Amid intensifying speculation that he could be replaced any day, Vancouver Canucks coach Bruce Boudreau told reporters on Friday that he’d “be a fool to say” he doesn’t know what’s going on.
At times emotional, when asked if he would savour these upcoming games, Boudreau added, “You love it. You want to go do it. That’s how you shut it out,” before ending his availability early.
Speculation about Boudreau’s status went up a notch when he didn’t take the ice for Friday’s morning skate with the team.
However, Boudreau joked with reporters afterward about his absence from practice, saying, “Fooled you, eh?”
“I’ve got my wife phoning me saying, ‘You’re not on the ice! Is everything OK?'” Boudreau said.
Asked how he responded, the veteran bench boss was emphatic.
“I’m still here!” he said. “I just don’t go on the ice all the time.”
Then, when asked what it means to be a head coach in the NHL, Boudreau’s voice seemed to catch.
“I’ll talk later,” he said, turning away from the assembled reporters.
Reports have ramped up in recent days that the Canucks plan to bring in former Tampa Bay Lightning and Arizona Coyotes coach Rick Tocchet any day now.
Rutherford told reporters on Monday that he’s had conversations over the last few months about bringing in a new coach, but has always been clear that Vancouver is not looking — and does not want — to make a change.

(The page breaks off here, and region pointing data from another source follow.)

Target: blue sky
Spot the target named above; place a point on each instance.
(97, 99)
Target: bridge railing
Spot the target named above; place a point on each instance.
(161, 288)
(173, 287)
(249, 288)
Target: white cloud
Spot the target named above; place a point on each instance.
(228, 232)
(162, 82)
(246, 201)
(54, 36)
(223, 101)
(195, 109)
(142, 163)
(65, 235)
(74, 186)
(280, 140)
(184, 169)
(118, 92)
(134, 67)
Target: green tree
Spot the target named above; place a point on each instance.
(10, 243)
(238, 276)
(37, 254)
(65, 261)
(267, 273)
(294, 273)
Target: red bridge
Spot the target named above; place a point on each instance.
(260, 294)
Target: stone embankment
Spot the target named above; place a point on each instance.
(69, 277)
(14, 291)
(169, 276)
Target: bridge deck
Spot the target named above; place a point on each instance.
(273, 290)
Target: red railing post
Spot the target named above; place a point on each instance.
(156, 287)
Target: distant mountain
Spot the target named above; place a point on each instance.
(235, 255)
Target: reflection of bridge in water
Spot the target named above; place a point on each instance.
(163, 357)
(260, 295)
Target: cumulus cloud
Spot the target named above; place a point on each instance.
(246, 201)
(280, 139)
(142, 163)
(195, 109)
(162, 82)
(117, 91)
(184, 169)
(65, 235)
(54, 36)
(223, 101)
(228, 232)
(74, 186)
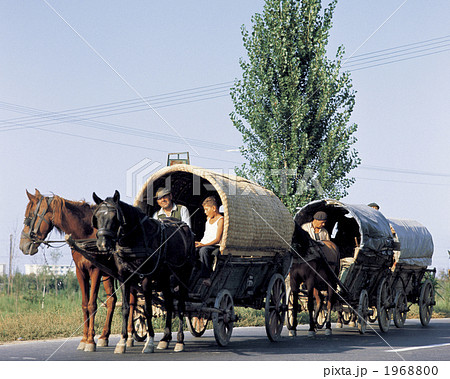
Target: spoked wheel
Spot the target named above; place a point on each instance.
(346, 317)
(139, 324)
(426, 302)
(197, 325)
(290, 310)
(373, 315)
(223, 320)
(400, 308)
(275, 310)
(321, 318)
(363, 311)
(384, 299)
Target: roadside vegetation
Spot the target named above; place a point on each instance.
(30, 312)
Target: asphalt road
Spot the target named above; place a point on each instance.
(412, 343)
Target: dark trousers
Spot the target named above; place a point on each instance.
(204, 254)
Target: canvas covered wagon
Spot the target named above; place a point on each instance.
(253, 257)
(412, 279)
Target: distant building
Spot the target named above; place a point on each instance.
(54, 269)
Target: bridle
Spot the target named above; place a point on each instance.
(35, 220)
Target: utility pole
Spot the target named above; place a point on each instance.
(10, 263)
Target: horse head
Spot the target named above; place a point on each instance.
(108, 219)
(37, 223)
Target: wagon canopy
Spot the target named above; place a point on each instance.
(368, 226)
(255, 220)
(416, 243)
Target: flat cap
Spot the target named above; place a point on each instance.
(321, 216)
(161, 192)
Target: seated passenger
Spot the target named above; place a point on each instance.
(316, 229)
(211, 238)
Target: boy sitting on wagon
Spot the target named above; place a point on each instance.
(211, 238)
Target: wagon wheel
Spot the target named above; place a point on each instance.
(197, 325)
(321, 319)
(373, 316)
(400, 308)
(276, 307)
(426, 302)
(139, 324)
(346, 317)
(384, 300)
(224, 319)
(363, 311)
(290, 313)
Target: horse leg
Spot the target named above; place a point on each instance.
(130, 325)
(181, 309)
(111, 299)
(312, 324)
(340, 321)
(121, 345)
(83, 282)
(92, 309)
(329, 307)
(149, 346)
(168, 304)
(293, 331)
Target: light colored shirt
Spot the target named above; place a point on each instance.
(210, 231)
(323, 233)
(184, 212)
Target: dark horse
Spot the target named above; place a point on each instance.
(70, 217)
(315, 274)
(146, 253)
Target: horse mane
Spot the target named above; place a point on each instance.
(81, 210)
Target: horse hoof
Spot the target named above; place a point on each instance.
(89, 348)
(178, 347)
(120, 349)
(81, 346)
(102, 342)
(162, 345)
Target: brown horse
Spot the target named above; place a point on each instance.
(41, 215)
(316, 275)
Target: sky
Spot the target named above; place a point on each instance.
(90, 90)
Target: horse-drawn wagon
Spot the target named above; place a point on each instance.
(250, 263)
(412, 281)
(367, 274)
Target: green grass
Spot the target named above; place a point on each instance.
(24, 317)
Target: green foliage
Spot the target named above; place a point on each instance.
(293, 105)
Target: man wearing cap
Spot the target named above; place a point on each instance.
(169, 208)
(316, 229)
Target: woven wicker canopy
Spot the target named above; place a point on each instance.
(255, 220)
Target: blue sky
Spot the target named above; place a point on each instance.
(60, 56)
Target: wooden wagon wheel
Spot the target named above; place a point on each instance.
(197, 325)
(363, 311)
(139, 324)
(400, 308)
(426, 302)
(275, 310)
(290, 313)
(384, 300)
(223, 320)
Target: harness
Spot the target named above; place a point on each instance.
(30, 221)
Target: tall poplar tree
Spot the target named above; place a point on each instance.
(293, 105)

“Bruce is our coach right now,” he said.
The Canucks face the defending Stanley Cup-champion Colorado Avalanche Friday at 7 p.m. PT / 10 p.m. ET. This game will mark his 1,086th appearance behind an NHL bench. The teams he has coached for a full season have made the playoffs nine of 10 years. He also has a .628 winning percentage.
The Jack Adams Award winner as NHL coach of the year with Washington in 2007-08, the Toronto native and former Maple Leafs forward has coached the Capitals, Anaheim Ducks, Minnesota Wild and Canucks.
Boudreau was hired as Canucks coach in December 2021 after the club fired head coach Travis Green and GM Jim Benning following a poor start last season. Jim Rutherford was installed as president of hockey operations just after Boudreau was brought on board.
Under Boudreau last season, the Canucks got better, finishing 32-15-10, but were eliminated from playoff contention with two games left in the season. Despite this relative success, the Canucks declined to give Boudreau an extension during the off-season and he returned this season in the final year of his deal.
The success hasn’t transferred into this season, either. While the Canucks have consistently found ways to score, they’ve also given up an average of 3.96 goals per game and the team’s penalty kill has been a liability, operating at a league-worst 66.9 per cent.
Vancouver sat sixth in the Pacific Division, 12 points out of a playoff spot ahead of the match-up with the Avalanche.